The long-isolated Southern Australian Marine ecoregion is home to many endemic species of red algae and marine invertebrates. Eighty-five percent of fish species here are endemic. Imagine a place where birds and mammals with names like wandering albatross, flesh-footed shearwater, rockhopper penguin, and weedy seadragon live!
The Southern Australian Marine ecoregion contains an enormous area where one-quarter of the world's species of red algae grow, of which 75 percent are endemic. Nearly 85 percent of 600 fish are endemic, and many diverse species can live here because of the mixture of warm waters from the west and cold waters from the south, as well as regular upwellings of nutrient-rich water from the ocean depths.

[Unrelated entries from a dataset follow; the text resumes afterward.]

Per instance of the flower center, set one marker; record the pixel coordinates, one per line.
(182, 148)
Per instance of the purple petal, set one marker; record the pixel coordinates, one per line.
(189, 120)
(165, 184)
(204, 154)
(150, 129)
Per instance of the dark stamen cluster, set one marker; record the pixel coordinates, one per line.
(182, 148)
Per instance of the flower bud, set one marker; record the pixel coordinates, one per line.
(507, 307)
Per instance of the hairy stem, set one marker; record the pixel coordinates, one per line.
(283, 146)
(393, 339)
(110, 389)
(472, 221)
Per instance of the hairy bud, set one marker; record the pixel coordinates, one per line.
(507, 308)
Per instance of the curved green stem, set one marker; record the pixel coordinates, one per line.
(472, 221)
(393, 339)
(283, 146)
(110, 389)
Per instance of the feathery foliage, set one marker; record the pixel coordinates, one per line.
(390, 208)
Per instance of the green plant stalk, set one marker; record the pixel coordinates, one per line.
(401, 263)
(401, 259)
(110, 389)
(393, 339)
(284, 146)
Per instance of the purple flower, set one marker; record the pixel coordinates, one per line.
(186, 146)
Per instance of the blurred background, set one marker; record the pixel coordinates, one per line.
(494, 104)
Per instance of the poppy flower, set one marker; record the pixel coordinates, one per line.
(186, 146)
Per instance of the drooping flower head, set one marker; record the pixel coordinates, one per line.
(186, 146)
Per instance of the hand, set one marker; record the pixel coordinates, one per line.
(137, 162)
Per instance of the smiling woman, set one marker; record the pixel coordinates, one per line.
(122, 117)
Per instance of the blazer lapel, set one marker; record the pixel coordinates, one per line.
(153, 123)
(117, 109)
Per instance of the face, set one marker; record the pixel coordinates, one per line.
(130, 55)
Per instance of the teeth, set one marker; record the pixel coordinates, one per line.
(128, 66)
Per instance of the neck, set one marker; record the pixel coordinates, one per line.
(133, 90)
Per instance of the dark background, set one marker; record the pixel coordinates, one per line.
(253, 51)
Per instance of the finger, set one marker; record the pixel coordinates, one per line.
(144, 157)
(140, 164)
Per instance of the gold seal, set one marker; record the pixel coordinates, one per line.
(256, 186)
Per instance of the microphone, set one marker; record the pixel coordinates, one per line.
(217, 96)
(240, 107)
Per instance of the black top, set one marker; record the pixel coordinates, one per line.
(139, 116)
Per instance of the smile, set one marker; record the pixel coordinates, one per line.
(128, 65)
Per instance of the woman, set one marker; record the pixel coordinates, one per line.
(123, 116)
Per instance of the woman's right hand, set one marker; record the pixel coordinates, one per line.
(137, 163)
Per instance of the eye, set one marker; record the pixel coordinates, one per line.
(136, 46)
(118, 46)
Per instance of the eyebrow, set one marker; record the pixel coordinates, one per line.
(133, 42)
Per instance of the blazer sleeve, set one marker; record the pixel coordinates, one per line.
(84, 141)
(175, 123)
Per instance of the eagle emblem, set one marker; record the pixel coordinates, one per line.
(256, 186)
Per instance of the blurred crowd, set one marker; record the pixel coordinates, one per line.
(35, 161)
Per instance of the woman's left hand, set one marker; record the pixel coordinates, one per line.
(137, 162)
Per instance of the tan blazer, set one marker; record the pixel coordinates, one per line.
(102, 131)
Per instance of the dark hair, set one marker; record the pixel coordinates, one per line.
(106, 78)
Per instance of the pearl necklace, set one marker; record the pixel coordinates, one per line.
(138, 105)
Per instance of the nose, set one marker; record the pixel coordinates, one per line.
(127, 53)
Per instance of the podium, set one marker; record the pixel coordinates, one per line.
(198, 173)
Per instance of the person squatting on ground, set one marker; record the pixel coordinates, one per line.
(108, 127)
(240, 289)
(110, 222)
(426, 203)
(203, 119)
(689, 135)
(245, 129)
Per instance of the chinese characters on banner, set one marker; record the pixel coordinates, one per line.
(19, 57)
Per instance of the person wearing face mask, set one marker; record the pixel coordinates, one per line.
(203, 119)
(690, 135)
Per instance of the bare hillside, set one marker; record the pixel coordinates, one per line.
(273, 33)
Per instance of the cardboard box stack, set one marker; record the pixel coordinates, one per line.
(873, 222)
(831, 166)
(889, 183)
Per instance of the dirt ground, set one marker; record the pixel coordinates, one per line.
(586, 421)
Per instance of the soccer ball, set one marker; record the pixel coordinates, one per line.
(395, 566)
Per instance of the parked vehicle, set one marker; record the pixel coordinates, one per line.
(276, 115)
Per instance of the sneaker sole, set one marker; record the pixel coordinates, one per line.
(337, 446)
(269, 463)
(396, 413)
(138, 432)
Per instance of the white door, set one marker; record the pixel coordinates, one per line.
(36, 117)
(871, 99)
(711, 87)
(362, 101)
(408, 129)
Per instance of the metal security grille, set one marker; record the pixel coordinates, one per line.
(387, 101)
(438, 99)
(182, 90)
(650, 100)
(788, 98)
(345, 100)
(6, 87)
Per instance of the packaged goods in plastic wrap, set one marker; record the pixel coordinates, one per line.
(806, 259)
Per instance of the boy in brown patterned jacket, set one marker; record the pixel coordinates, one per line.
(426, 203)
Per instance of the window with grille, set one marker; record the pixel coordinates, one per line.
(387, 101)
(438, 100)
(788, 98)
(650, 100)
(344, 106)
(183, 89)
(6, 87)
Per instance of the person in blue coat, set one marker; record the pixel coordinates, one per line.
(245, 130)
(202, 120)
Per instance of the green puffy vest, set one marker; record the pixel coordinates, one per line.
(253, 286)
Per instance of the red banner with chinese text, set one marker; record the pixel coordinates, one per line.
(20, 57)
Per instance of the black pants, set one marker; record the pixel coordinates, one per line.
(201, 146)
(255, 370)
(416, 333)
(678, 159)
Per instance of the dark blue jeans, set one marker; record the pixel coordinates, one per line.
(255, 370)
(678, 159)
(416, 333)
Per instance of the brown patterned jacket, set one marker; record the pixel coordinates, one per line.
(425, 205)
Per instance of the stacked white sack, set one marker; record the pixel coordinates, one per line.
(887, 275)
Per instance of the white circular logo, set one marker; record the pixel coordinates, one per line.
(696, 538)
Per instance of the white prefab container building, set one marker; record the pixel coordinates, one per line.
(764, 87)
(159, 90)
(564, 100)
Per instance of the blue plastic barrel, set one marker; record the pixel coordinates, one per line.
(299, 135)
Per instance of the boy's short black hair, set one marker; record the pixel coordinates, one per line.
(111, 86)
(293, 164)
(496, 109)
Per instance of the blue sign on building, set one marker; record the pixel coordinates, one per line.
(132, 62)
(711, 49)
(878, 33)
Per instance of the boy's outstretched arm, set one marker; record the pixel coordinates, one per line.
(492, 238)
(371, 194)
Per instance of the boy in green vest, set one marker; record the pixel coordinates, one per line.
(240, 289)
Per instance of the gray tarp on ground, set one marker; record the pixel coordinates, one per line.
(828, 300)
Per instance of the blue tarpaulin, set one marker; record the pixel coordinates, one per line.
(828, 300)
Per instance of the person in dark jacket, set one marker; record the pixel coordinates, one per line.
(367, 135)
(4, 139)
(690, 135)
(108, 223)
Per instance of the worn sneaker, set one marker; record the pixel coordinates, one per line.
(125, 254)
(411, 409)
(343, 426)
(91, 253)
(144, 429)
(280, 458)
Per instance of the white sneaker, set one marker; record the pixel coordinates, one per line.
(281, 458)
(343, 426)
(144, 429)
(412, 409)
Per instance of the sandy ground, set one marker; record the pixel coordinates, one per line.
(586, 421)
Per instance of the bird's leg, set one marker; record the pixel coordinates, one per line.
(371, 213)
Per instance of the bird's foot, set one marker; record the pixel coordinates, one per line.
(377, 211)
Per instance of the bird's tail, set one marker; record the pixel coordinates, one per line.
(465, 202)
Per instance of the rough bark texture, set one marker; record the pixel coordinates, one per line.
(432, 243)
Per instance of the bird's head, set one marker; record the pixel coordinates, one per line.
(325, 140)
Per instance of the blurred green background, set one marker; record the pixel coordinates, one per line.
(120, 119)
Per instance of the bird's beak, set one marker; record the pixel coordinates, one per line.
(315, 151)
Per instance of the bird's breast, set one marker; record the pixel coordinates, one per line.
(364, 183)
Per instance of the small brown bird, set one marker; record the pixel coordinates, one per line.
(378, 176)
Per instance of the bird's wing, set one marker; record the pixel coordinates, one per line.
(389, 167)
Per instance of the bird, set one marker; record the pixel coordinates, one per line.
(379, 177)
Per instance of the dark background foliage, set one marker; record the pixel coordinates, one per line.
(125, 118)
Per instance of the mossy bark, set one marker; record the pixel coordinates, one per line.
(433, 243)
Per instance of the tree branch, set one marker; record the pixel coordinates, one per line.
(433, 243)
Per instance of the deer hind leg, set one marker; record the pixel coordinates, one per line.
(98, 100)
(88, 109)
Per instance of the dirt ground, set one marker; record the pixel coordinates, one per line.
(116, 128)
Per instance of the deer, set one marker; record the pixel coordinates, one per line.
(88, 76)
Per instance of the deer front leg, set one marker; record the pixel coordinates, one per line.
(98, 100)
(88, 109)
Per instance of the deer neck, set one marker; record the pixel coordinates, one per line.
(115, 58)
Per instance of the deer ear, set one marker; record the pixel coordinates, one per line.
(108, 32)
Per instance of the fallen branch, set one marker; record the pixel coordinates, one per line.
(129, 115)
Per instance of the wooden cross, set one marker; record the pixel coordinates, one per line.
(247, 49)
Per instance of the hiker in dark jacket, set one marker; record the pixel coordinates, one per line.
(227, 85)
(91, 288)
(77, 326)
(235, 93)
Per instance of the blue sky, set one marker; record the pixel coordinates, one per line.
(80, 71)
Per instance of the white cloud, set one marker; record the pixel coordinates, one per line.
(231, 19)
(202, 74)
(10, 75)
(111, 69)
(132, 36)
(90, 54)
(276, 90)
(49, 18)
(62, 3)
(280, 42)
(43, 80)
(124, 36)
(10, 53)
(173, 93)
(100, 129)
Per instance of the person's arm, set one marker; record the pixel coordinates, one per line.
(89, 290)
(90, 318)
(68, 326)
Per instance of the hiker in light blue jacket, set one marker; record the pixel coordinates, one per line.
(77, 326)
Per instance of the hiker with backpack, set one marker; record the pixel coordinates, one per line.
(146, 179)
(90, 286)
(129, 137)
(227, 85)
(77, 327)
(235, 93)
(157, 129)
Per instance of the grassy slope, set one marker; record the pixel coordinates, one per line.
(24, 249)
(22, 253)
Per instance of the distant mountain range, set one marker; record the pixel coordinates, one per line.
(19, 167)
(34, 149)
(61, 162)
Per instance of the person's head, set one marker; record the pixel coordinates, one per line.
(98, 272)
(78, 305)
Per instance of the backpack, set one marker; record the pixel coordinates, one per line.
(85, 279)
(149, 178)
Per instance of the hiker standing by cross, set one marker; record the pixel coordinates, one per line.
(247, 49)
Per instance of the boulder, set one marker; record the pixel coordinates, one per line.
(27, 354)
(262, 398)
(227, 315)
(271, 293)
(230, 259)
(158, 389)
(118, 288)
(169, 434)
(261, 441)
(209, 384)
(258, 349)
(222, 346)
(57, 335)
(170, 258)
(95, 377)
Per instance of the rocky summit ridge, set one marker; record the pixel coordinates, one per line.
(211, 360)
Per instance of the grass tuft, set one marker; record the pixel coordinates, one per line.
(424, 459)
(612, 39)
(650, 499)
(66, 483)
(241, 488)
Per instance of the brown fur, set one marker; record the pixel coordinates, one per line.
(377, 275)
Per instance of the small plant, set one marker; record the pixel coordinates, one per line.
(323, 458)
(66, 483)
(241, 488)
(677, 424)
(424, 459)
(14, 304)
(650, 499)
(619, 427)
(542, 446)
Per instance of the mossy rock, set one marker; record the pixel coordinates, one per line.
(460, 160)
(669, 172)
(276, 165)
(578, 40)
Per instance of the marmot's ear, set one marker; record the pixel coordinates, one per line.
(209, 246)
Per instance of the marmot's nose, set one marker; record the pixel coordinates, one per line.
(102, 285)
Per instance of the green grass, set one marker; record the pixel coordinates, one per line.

Millions of shearwaters come to the ecoregion to breed and raise their young. They share rocky and sandy nesting areas with many other seabirds, such as wandering and black-browed albatrosses, Australasian gannets, northern giant petrels, and rockhopper and little penguins. Australian sea lions live on the coasts but hunt in the sea, where they may meet southern right whales and great white sharks. Loggerhead, hawksbill, green, and leatherback turtles share this region with bluefin tuna and other fish. And species of sea squirts, molluscs, sea urchins, and sea stars are among the many invertebrates that live here and nowhere else.
Pollution, coastal development, overfishing, and long-line fishing (which causes high levels of bycatch, are threats to species found here.